Core machinery orders, a highly volatile leading indicator of capital spending in the coming six to nine months, fell 9.8% in February from the previous month, the Cabinet Office data showed on Wednesday, April 14, the biggest drop since April 2020.
It was far larger than a fall of 1.5% forecast by economists in a Reuters poll and January’s 2.0% decrease, and prompted the government to downgrade its assessment of machinery orders, saying a recovery was stalling.
Core orders from non-manufacturers excluding ships and electrical utilities fell 14.4% in February, led by a 36.9% fall in orders from information technology service firms, the biggest drop since January 2006.
“The information service sector has been aggressive in buying computers for IT systems and data center facilities since last October, and the movement appears to have stalled,” a government official told a media briefing.
“It was a surprising, mixed result that highlighted weakness across non-manufacturers,” said Yasunari Ueno, chief market economist at Mizuho Securities, who also noted weak demand from the transport and financial sectors.
Orders from manufacturers fell 1.8%, hurt by soft demand from chemicals and other material industries. Orders from electric machinery firms grew 13.8% as they ramped up investments in semiconductor-making equipment. On a year-on-year basis, core orders rose 4.3% in February, the data showed, much weaker than a 14.5% rise expected by economists.
“In March and beyond, companies could turn more cautious and reduce machinery orders on the Ukraine crisis-caused slowdown in the global economy and commodity rally,” said Koya Miyamae, senior economist at SMBC Nikko Securities.

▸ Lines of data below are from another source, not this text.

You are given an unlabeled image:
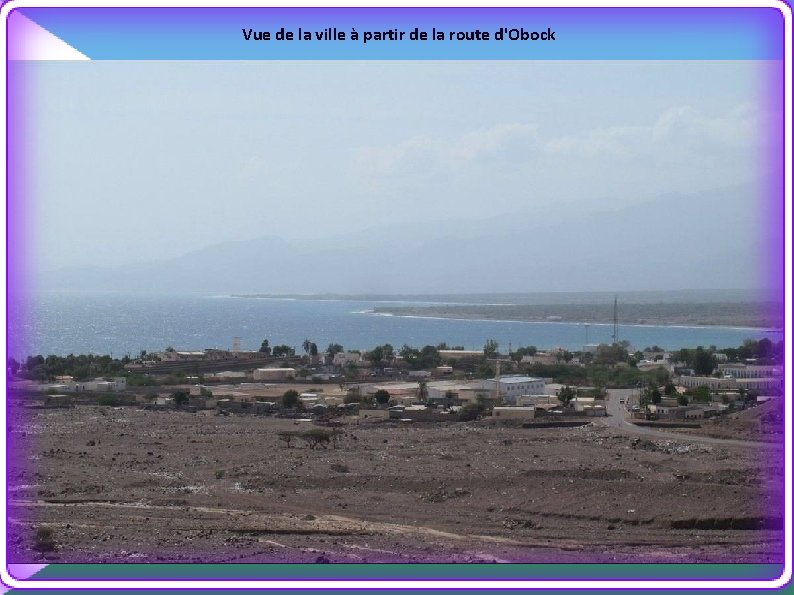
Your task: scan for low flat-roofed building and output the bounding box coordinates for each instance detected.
[718,363,782,378]
[570,396,596,412]
[677,376,737,391]
[333,352,363,367]
[484,376,545,403]
[426,381,489,406]
[736,377,783,392]
[516,394,559,408]
[408,370,432,379]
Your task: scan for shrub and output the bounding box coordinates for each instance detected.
[277,431,299,448]
[282,390,300,408]
[33,526,56,553]
[301,428,332,450]
[458,403,483,422]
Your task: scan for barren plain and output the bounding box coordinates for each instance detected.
[7,404,784,564]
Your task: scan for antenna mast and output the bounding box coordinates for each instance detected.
[612,296,619,345]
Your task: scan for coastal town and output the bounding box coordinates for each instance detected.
[6,335,784,564]
[10,336,783,426]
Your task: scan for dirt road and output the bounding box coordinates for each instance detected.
[600,390,778,449]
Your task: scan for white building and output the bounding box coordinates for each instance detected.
[718,363,783,378]
[676,376,737,391]
[484,376,545,404]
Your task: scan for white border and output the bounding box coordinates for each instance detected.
[0,0,790,589]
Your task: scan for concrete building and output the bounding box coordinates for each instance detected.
[156,350,206,362]
[676,376,737,391]
[484,376,545,404]
[333,352,363,367]
[426,381,490,406]
[206,371,247,382]
[516,394,559,408]
[677,374,782,393]
[718,363,783,378]
[520,352,559,366]
[736,377,783,392]
[408,370,431,379]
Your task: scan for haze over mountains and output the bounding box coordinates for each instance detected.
[40,182,780,295]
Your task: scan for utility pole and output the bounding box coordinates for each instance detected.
[495,358,501,402]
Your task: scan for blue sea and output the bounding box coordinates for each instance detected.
[9,292,781,359]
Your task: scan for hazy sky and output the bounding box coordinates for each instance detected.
[21,60,779,271]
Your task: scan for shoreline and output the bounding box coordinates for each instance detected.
[360,310,781,333]
[364,310,783,333]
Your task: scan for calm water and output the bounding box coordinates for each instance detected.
[10,292,781,358]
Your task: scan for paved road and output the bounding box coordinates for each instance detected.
[598,388,777,449]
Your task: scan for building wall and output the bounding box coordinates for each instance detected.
[253,368,296,381]
[492,407,535,420]
[719,364,783,379]
[677,376,737,390]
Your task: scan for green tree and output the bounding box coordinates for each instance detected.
[677,394,689,406]
[558,385,576,408]
[259,339,271,355]
[692,347,716,375]
[366,344,395,367]
[594,343,628,365]
[483,339,499,358]
[691,385,711,403]
[171,390,190,408]
[373,389,391,406]
[474,361,494,379]
[458,402,484,422]
[7,357,19,377]
[272,345,295,358]
[326,343,344,361]
[282,389,300,408]
[344,362,359,379]
[650,387,662,404]
[343,388,373,405]
[301,428,332,450]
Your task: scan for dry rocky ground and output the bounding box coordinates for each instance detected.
[666,400,784,443]
[6,404,784,564]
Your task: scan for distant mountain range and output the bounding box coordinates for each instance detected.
[40,182,781,295]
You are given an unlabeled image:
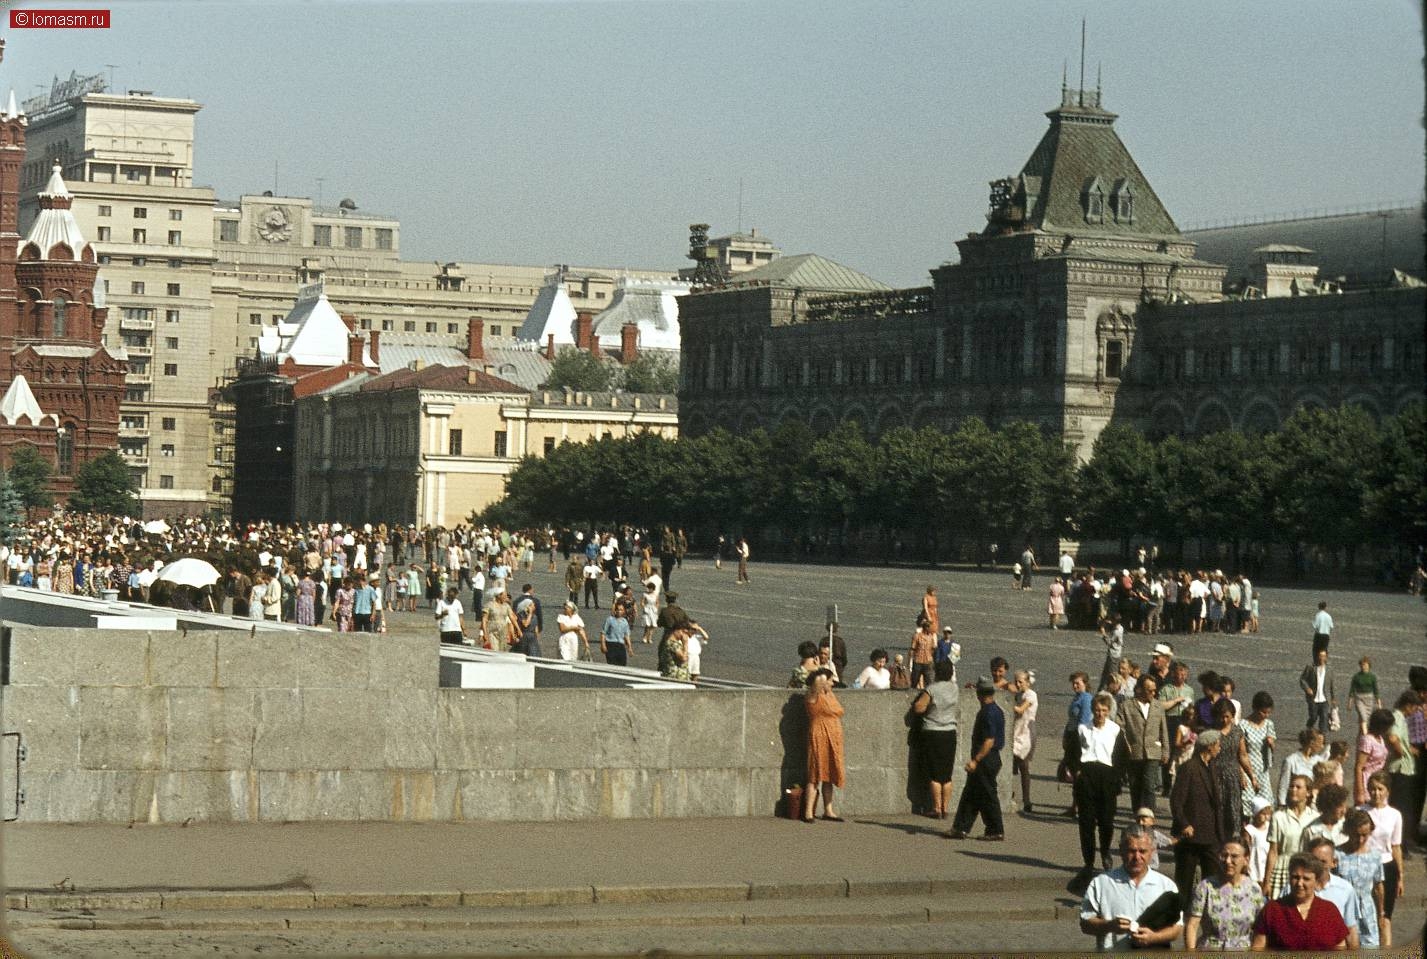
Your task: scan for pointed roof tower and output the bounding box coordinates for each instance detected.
[0,374,51,426]
[19,163,89,259]
[516,271,579,345]
[984,84,1180,240]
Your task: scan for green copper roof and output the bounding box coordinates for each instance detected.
[726,252,889,292]
[1011,93,1180,239]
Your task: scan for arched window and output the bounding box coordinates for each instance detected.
[57,424,75,476]
[53,295,68,337]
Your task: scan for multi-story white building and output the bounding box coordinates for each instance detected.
[22,84,678,517]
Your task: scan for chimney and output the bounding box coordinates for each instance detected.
[545,333,555,361]
[575,310,594,351]
[466,367,479,385]
[368,330,381,365]
[620,321,638,365]
[466,316,485,361]
[340,312,357,332]
[346,333,363,365]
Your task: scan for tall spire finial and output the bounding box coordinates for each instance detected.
[1061,60,1068,99]
[1078,18,1086,107]
[1096,61,1102,104]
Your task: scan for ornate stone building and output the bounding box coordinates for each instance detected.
[677,86,1424,458]
[0,79,126,502]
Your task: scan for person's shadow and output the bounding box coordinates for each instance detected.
[777,694,809,816]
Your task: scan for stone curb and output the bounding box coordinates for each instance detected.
[6,901,1075,933]
[7,875,1069,914]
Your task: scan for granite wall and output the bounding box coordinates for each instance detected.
[0,626,1006,823]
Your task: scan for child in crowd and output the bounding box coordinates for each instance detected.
[889,654,912,690]
[1249,590,1261,633]
[1244,797,1273,886]
[1134,807,1174,870]
[1011,561,1022,590]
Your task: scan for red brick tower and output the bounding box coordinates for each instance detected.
[0,77,126,501]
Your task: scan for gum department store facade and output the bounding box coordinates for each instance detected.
[676,86,1425,459]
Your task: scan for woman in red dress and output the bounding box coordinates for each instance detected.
[802,668,846,823]
[1251,852,1349,951]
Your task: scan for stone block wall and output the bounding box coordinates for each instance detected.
[0,626,1003,824]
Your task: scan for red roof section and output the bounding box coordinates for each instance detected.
[357,363,524,394]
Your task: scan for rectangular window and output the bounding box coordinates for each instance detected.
[1105,340,1124,379]
[133,256,147,267]
[448,429,463,456]
[493,431,508,457]
[447,323,458,334]
[97,226,111,241]
[98,255,112,265]
[168,258,183,268]
[130,281,146,294]
[163,363,178,376]
[166,283,180,296]
[380,319,393,331]
[272,314,283,323]
[249,313,262,325]
[313,224,331,246]
[543,437,556,454]
[165,309,180,324]
[403,321,415,332]
[167,231,181,245]
[490,325,502,337]
[344,227,362,248]
[164,337,179,349]
[375,228,393,250]
[169,209,183,221]
[126,168,146,183]
[159,475,174,489]
[98,205,112,217]
[161,444,175,457]
[132,228,147,243]
[219,220,239,242]
[426,322,437,333]
[133,207,147,219]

Rattled by supply disruptions and soaring production costs, Japanese business confidence worsened in the first quarter for the first time in nearly two years, a Bank of Japan survey showed this month. Managers of major Japanese firms expected the near-term recovery outlook to stay modest at best, on uncertainties such as the Ukraine crisis and its impact on commodity inflation, a Reuters poll showed on Wednesday, April 14.
Economists have cut projections for Japan’s growth, in view of the heightening inflationary pressures on households and businesses. “The rebound in April-June consumption may not be as strong as expected on rising energy and food prices,” said Takeshi Minami, chief economist at Norinchukin Research Institute. “Companies, too, could limit spending.”